El misterioso golpeteo en la órbita terrestre
Durante su estancia fuera de la atmósfera, el navegante espacial percibió de manera intermitente un sonido desconcertante que describió gráficamente como si «un mazo de madera golpeando un cubo de hierro» se tratara. Impulsado por la curiosidad y la prudencia, se asomó a través de la escotilla en busca de posibles impactos de basura orbital o anomalías estructurales externas, pero el exterior lucía completamente vacío. Al retornar a suelo firme, reportó el suceso a los centros de control, aunque sus intentos iniciales por reproducir acústicamente el fenómeno resultaron infructuosos.
La ciencia detrás de los crujidos espaciales
Lejos de tratarse de fenómenos paranormales o de origen extraterrestre, la incógnita fue despejada por los especialistas técnicos del programa aeroespacial. La causa raíz radicaba en una reacción de la nave a las condiciones extremas del entorno espacial, producto directo de la física orbital. Al orbitar la Tierra, la estructura experimenta cambios drásticos al pasar de la radiación solar directa a temperaturas abrasadoras hasta adentrarse en las zonas de sombra donde impera un frío glacial.
Esta brusca fluctuación térmica, combinada con las variaciones de presión del aire en el interior del habitáculo hermético, generaba sutiles microdeformaciones y contracciones mecánicas en el revestimiento metálico de las paredes internas. Para comprobar esta hipótesis, la reconocida científica Liu Hong, diseñadora del proyecto Lunar Palace 1, replicó con precisión las condiciones físicas en entornos controlados de laboratorio.

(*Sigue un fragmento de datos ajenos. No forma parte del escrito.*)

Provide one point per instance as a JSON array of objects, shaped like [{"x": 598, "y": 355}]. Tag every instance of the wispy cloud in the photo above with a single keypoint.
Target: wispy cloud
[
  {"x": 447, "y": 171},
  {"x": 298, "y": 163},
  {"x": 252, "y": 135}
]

Pruebas concluyentes en tierra firme
Las investigaciones avanzaron hasta concretar una prueba tripulada hermética de 105 días dentro de cámaras simuladas. Durante este periodo, los expertos a cargo experimentaron la misma manifestación acústica. «Pensaron que alguien estaba llamando a la puerta, pero no encontraron a nadie», documentaron los científicos, detallando cómo el desconcierto inicial dio paso al análisis analítico que cerró definitivamente uno de los expedientes más enigmáticos de la exploración tripulada moderna.